Raksasa Migas Chevron Bakal PHK 20% Karyawan, Apa yang Terjadi?

Rolia Pakpahan
Rolia Pakpahan
Diperbarui 13 Februari 2025 12:47 WIB
Raksasa Migas Chevron (Foto: Ist)
Raksasa Migas Chevron (Foto: Ist)

Jakarta, MI - Chevron Corporation mengumumkan bahwa pihaknya akan melakukan pemutusan hubungan kerja (PHK) sebesar 15% hingga 20% dari tenaga kerja globalnya secara bertahan hingga akhir tahun 2026. Hal ini tidak terlepas dari kinerja perusahaan yang terus menurun menyusul sejumlah tantangan yang dihadapi oleh Chevron.

Raksasa migas Chevron mengambil langkah ini sebagai bagian dari strategi efisiensi yang mencakup pemangkasan biaya, restrukturisasi bisnis, dan penyelesaian akuisisi besar.

Melansir Reuters, pada Kamis (13/2/2025), perusahaan minyak terbesar kedua di AS ini berhadapan dengan berbagai tantangan, mulai dari pembengkakan biaya hingga keterlambatan proyek di ladang minyak raksasa Kazakhstan.

Sementara itu, akuisisi senilai US$53 miliar terhadap Hess yang diharapkan memperkuat posisinya di ladang minyak Guyana, masih terganjal sengketa hukum dengan Exxon Mobil. Exxon sendiri mencatat rekor produksi di Guyana dan ladang minyak terbesar AS, membuat Chevron tertinggal dalam kompetisi.

Untuk mengurangi pengeluaran, Chevron berencana memangkas biaya hingga US$3 miliar dengan mengoptimalkan teknologi, penjualan aset, serta perubahan metode dan lokasi kerja. Hingga akhir 2023, perusahaan tercatat memiliki 40.212 karyawan. 

Jika PHK mencapai 20%, maka sekitar 8.000 pekerja akan terdampak, di luar 5.400 karyawan yang bekerja di jaringan stasiun layanan Chevron.

Tekanan terhadap kinerja keuangan perusahaan semakin besar akibat melemahnya margin produksi bensin dan solar. Untuk pertama kalinya sejak 2020, unit penyulingan Chevron mencatat kerugian, yang semakin membebani CEO Mike Wirth.

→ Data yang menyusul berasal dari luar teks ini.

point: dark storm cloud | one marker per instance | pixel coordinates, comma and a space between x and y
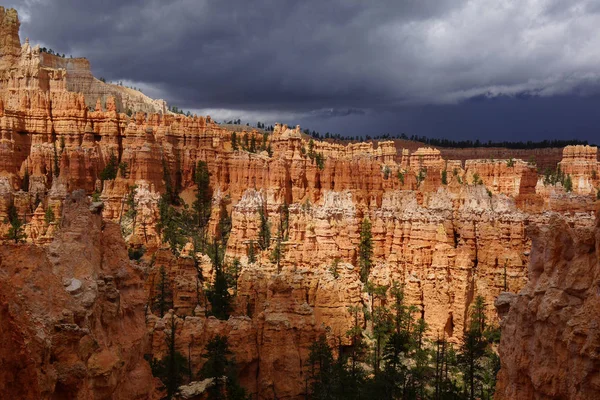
325, 61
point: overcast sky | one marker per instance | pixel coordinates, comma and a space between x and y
487, 69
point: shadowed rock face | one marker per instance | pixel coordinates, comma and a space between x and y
72, 322
71, 303
550, 346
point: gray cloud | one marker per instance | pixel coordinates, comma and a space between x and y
322, 60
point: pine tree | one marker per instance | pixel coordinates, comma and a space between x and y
220, 366
218, 293
202, 204
251, 252
321, 372
15, 232
25, 182
234, 145
173, 367
110, 170
365, 250
56, 161
264, 233
49, 216
163, 298
473, 347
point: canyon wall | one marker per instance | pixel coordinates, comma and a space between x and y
550, 346
447, 229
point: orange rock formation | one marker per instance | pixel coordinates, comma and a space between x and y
444, 237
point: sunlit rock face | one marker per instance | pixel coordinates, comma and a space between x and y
447, 229
550, 345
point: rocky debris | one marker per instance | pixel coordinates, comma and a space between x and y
74, 286
72, 323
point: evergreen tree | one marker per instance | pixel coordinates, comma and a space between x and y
251, 252
49, 216
202, 204
110, 170
568, 184
56, 161
277, 251
224, 226
25, 182
321, 373
234, 145
169, 224
15, 232
220, 366
264, 233
473, 347
163, 297
365, 250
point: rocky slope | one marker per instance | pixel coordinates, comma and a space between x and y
550, 346
448, 230
72, 321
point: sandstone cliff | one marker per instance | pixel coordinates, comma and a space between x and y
550, 346
72, 321
448, 229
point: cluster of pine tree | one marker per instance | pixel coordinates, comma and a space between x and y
249, 143
390, 357
178, 225
552, 177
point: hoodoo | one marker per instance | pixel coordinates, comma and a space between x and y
140, 245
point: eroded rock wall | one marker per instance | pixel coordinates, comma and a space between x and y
550, 346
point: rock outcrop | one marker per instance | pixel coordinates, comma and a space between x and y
72, 321
550, 346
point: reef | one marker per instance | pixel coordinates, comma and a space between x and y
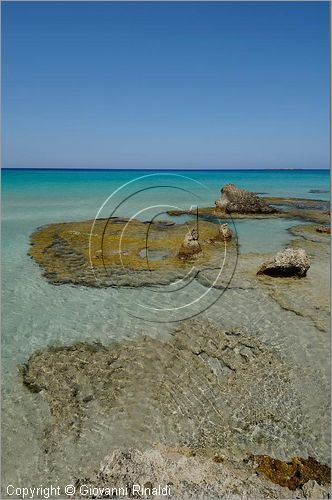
120, 252
295, 473
204, 388
287, 263
290, 208
234, 199
189, 475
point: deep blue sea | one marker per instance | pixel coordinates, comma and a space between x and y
37, 314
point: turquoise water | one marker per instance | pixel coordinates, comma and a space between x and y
37, 314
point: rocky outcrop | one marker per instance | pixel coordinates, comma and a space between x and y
184, 474
205, 387
224, 234
323, 229
116, 252
234, 199
287, 263
293, 474
190, 247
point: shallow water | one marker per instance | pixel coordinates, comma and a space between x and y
37, 314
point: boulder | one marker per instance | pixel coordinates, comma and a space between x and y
234, 199
288, 262
190, 247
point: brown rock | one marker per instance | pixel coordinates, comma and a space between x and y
288, 262
234, 199
293, 474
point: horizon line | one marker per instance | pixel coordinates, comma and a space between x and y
163, 169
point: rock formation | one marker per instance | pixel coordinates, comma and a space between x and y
234, 199
190, 247
287, 263
116, 253
223, 234
187, 475
203, 388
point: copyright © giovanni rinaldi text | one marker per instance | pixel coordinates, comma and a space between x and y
89, 491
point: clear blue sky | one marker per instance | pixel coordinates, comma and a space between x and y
165, 85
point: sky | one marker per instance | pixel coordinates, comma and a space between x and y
165, 84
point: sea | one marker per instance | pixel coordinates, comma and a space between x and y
37, 314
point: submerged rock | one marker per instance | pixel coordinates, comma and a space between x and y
293, 474
287, 263
323, 229
114, 252
234, 199
183, 474
205, 387
223, 234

Vice Chairman Chevron Mark Nelson mengungkapkan bahwa PHK ini adalah salah satu langkah perseroan untuk menyederhanakan struktur organisasi, meningkatkan eksekusi, dan memperkuat daya saing jangka panjang.

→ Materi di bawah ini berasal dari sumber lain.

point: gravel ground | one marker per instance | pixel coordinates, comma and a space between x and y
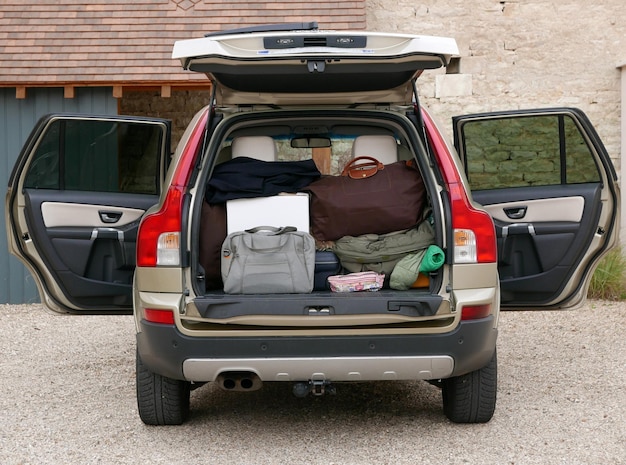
69, 398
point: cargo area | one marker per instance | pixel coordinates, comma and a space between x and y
267, 177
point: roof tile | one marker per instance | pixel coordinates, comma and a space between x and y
49, 42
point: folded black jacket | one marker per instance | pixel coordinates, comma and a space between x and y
244, 177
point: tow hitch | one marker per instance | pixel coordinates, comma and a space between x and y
317, 387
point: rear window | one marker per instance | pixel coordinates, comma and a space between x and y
527, 151
93, 155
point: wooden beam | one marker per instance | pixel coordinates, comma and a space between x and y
321, 157
69, 92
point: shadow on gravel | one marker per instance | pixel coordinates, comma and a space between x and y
353, 402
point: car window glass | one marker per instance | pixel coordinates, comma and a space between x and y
527, 151
93, 155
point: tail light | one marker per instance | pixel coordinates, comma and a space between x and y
473, 230
154, 315
158, 239
474, 234
474, 312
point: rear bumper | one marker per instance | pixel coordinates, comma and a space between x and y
166, 351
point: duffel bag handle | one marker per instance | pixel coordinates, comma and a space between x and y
362, 167
272, 229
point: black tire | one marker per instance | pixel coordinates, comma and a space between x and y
471, 398
161, 400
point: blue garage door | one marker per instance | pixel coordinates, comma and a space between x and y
17, 118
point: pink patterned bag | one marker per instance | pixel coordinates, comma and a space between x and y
355, 282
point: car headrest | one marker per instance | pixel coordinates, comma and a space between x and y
383, 148
257, 147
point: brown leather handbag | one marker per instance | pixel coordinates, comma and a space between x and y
369, 198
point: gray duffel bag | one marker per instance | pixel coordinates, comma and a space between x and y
268, 260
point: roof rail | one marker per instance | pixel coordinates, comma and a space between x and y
306, 26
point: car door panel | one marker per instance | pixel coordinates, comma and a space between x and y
76, 198
554, 201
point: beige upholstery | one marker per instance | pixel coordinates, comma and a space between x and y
258, 147
383, 148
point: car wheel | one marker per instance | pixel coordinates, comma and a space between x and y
471, 398
161, 400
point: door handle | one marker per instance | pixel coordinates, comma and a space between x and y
108, 216
515, 213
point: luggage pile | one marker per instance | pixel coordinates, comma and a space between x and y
282, 227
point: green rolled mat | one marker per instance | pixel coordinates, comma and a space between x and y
433, 259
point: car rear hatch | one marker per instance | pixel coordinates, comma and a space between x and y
283, 69
313, 66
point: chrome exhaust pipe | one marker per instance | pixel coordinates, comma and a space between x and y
239, 381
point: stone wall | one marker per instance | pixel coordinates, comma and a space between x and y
520, 54
514, 54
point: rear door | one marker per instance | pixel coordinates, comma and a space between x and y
550, 186
74, 202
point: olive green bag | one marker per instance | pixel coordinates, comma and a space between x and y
381, 252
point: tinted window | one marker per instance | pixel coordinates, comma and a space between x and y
527, 151
92, 155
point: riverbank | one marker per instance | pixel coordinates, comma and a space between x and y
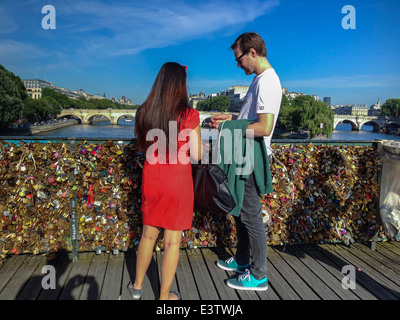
32, 130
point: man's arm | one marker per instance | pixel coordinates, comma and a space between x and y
263, 127
221, 117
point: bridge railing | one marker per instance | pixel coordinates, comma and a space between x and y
80, 195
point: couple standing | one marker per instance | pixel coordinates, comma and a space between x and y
167, 189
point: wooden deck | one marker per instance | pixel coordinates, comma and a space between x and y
300, 272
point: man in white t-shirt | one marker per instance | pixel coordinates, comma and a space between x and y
262, 104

"Keputusan ini tidak diambil dengan mudah, dan kami akan memastikan dukungan bagi karyawan yang terdampak,” jelas Nelson, dikutip Reuters.

Dalam pertemuan internal, perusahaan menyampaikan bahwa karyawan memiliki kesempatan untuk mengajukan pengunduran diri secara sukarela hingga April atau Mei. Selain itu, Chevron berencana mengumumkan struktur kepemimpinan yang baru dalam dua minggu ke depan.

Sementara itu, industri minyak global saat ini tengah mengalami tren konsolidasi. Perusahaan-perusahaan besar lebih mengutamakan strategi akuisisi dan peningkatan efisiensi operasional dibandingkan melakukan eksplorasi sumur baru.

Misalnya, Exxon Mobil yang baru saja mengakuisisi Pioneer Natural Resources untuk mengokohkan dominasinya di Cekungan Permian, serta terus memperluas eksplorasi di Guyana, yang telah menghasilkan lebih dari 11 miliar barel minyak.

Bagi Chevron, kegagalan dalam mengakuisisi Hess dapat menjadi kemunduran besar kedua setelah sebelumnya kalah bersaing dengan Occidental Petroleum dalam perebutan Anadarko Petroleum pada 2019. 

Saat ini, cadangan minyak dan gas Chevron berada di titik terendah dalam satu dekade. Hal ini menimbulkan kekhawatiran atas masa depan jangka panjangnya tanpa akuisisi besar.

Sebagai bagian dari transformasi, tahun lalu Chevron memindahkan kantor pusatnya dari San Ramon, California, ke Houston, serta merombak struktur manajemen. 

Selain itu, perusahaan juga mengumumkan pembentukan pusat teknologi di India, yang akan menjadi fasilitas teknologi terbesar Chevron di luar Amerika Serikat.